If the project does not allow that, the documentation standard is not strong enough.

23. Common Documentation Mistakes

Cryptic Tag Names

Tags like M123, B7, or Aux_2 are not useful.

No Routine Headers

Without routine headers, the program structure becomes hard to follow.

Comments Only on Difficult Code

Every major subsystem should be documented, not just the unusual parts.

No Revision Detail

If the revision history only says “updated code,” it is almost useless.

Documentation Not Updated After Changes

Outdated documentation is almost worse than no documentation because it misleads engineers.

No Clear Separation Between Raw and Processed Signals

This causes confusion during troubleshooting.

24. Best Practice Summary

A strong PLC code documentation standard for roll forming lines should include:

• clear project identity
• functional machine overview
• program architecture map
• disciplined tag naming
• routine headers
• meaningful logic comments
• documented sequences
• documented alarms
• clear revision history
• recipe documentation
• diagnostics documentation
• commissioning notes

The real test of the standard is simple:

Could another engineer support the line quickly without calling the original programmer?

If the answer is yes, the documentation standard is working.

FAQ — PLC Code Documentation for Roll Forming Lines

Why is PLC documentation especially important for roll forming machines?

Because roll forming lines combine interlocks, motion, hydraulic sequences, encoder tracking, recipes, and alarms, making the control logic complex and long-lived.

What is the most important part of PLC documentation?

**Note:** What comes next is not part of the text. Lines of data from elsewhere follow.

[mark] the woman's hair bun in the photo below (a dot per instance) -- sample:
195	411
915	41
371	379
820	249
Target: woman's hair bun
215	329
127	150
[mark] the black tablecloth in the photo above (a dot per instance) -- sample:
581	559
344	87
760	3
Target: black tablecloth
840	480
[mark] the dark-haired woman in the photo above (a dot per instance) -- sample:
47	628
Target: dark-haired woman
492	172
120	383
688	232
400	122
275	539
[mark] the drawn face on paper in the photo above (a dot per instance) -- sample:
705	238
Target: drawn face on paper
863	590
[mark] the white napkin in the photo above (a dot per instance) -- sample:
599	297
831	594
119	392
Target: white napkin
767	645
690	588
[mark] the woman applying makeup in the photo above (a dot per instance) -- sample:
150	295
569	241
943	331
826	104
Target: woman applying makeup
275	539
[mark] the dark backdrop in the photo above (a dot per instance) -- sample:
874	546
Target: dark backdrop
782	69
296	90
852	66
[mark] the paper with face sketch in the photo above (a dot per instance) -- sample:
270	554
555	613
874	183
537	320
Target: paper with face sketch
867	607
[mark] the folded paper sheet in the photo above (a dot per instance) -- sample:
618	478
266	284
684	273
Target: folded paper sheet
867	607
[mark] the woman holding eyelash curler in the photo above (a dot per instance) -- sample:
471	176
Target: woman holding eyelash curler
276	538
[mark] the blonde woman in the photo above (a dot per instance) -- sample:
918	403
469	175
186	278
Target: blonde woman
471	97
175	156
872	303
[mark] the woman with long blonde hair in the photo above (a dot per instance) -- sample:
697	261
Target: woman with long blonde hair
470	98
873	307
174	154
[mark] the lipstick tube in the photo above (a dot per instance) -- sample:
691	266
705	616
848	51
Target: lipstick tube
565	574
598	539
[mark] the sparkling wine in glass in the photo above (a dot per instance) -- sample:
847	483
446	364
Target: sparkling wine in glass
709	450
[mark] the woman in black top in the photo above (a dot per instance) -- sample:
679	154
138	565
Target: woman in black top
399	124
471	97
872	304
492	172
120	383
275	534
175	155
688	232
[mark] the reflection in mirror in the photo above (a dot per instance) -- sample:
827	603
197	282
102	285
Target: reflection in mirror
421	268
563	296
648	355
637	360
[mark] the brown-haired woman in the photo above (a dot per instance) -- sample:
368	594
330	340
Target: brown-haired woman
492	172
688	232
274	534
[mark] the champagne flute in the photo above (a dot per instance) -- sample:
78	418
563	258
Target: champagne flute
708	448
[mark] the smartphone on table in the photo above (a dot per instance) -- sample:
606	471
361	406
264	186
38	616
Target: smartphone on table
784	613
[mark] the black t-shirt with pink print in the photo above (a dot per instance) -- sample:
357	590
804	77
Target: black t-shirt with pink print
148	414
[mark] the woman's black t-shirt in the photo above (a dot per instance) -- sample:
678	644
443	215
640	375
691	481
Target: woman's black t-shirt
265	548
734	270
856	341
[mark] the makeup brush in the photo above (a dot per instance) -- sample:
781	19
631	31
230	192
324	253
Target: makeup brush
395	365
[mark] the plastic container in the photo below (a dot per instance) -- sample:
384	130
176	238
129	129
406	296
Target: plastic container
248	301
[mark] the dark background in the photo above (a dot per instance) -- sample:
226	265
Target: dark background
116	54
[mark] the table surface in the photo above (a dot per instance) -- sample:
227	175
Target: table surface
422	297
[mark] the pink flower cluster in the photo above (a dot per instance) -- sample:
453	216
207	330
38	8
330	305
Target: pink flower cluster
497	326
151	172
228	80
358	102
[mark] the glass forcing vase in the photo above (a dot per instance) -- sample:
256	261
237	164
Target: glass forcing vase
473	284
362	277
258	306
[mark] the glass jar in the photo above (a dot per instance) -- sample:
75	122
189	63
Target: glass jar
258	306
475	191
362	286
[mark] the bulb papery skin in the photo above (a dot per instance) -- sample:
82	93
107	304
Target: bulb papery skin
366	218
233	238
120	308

There is not just one, but tag naming, routine headers, sequence descriptions, and revision history are among the most critical.

Should documentation be only inside the PLC project?

No. The best approach uses both in-project comments and external engineering documentation for architecture, revisions, and commissioning notes.

What should every alarm be documented with?

Each alarm should include a clear description, trigger condition, reset logic, priority, subsystem, and recommended operator action.

Why is revision history so important?

Because future engineers need to know what changed, when it changed, and why it changed, especially after field modifications.

What is the biggest documentation mistake in PLC projects?

One of the biggest mistakes is writing code that works but depends on the original programmer’s memory to understand it.